The castor oil had kicked the labor into high gear and we were a bit surprised but so excited and going with the flow. Then whatever we might have called the flow turned into a torrent and by 9:15 I was literally screaming because the contractions which might be considered waves were crashing over my head. I couldn’t get a handle on the pain which might be considered intensity but lets be real, it was pain. Mo had taken my cousin and Ella to my lovely friends house in the next town over. By the time he came back it was really real, and I had no idea what to do. My blessed midwife and her assistant walked through the door seconds after Mo, and I managed to walk into the front room where we were planning to give birth. The women were calm and assertive and started coaching me through the contractions which at this point were basically running into each other. I remember standing between them, seeing the morning sun through my closed eyes, tears squeezing out, fists clenched, trying to breathe through the intense pain. My midwife said I was going to to pass out with the way I was breathing so she told me to bring my breath all the way down my body, to let myself open and go in the same direction as the pain instead of holding myself and bracing against it.

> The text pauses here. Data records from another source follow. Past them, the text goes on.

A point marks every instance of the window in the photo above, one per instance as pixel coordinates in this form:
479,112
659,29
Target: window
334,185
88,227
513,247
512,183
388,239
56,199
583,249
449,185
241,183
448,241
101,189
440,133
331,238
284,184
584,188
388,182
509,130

I sat on the yoga ball in front of the couch while my midwife’s assistant held a hot compress over my lower belly. Bless her heart it was the most helpful thing I could have imagined. She rubbed essential oils on my thighs, she cradled me in her arms like a child, she supported me in a way I couldn’t have asked for. Meanwhile my midwife who has been attending births for over thirty years held the space and gave directions, overseeing every motion and just fully attending to the moment. Ben had decided he wanted to be with us for the birth so he helped Mo blow up and fill the birthing pool with water. As soon as the pool was ready I felt the baby moving down and I decided to get in. I knelt and leaned forward against the inflated wall, resting my face and arms over the edge. The hot water held me but I didn’t float. I felt a contraction and this time it really was like a wave, and I was able to ride it instead of getting washed under. I felt the baby’s head but I was mentally in another place so I think I very mildly said something like “the baby is coming” and I’m not sure if anyone heard me or realized that I meant right at that moment because I felt quite calm and peaceful at that moment. One more contraction came and I gave a strong push, and our sweet baby was in my hands. I pulled her out the rest of the way, lifted her above the water, and held her in my arms. She began breathing right way, and the next few minutes are a blur. I know that I was helped out of the pool and over to the bed, we were wrapped in towels and blankets, and she laid on my chest and tried nursing right away. She was so very calm and never cried, just looked around. I had asked for Ben to leave the room once I got into the birthing pool because I didn’t want to be distracted and felt that the moment of actual birth was maybe too much for him. We called him to come back just after she was born and he and Mo and the midwives and I were all filled with so much joy to see our beautiful baby we had waited for.